Additionally, the report complains that “formalized, written exchanges” between Facebook and the Oversight Board are cumbersome and unwieldy and that it needs a better way to communicate—such as Q&A sessions between board members and Facebook representatives. Facebook wrote in the report that it is partnering with another organization called Business for Social Responsibility “to study and explore options for our ongoing interactions with the board.” If the company seeks to make any changes such as extending the 30-day deadlines or simply viewing it as more of a guideline than a bylaw, it’s not clear how much say the Oversight Board has in the matter, Protocol noted.
The lumbering nature of the Facebook goliath has been highlighted by massive leaks of internal documents by whistleblower and former Facebook manager Francis Haugen. Since leaving the company with a trove of data in tow, Haugen has filed Securities and Exchange Commission complaints claiming the company mislead users, investors, and regulators as to the extent of problems at the social network, as well as released huge amounts of data showing that reform efforts at the company often ran into interference by management and GOP-friendly Facebook lobbyists, were rolled out too slowly to help, or were stymied as the company chose business incentives over preventing harm.
Given all this, it’s hardly surprising that Facebook isn’t quite keeping pace with those non-binding recommendations. If you imagine Facebook as a giant stone slowly crushing the internet to death, the Oversight Board is just one of many factions around the company trying to tug it in their direction with a fraying rope. (One can also imagine a scenario where Facebook might think it’s to their benefit to exaggerate just how much independent oversight the Oversight Board is generating for them.)
Reached for comment, Facebook spokesperson Jeffrey Gelman directed Gizmodo via email to the quarterly report in question as well as a tracker on what recommendations it is already working on.

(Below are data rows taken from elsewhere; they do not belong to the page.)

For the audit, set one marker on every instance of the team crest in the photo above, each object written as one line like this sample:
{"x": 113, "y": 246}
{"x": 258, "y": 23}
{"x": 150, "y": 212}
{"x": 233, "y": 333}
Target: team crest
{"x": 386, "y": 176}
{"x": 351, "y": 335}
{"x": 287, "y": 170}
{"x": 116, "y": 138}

“The Oversight Board is working with Meta to strengthen the company’s implementation of our recommendations, as we push them to provide greater transparency about their content moderation and to treat all users fairly,” the Oversight Board told Gizmodo in a statement via email. “We’ve made over 70 recommendations to date to Meta, the majority of which they’ve committed to, but there’s a lot more work that needs to be done. We’re closely monitoring how the company responds to our recommendations, and will continue to publicly report on how we view Meta’s progress in implementing these.”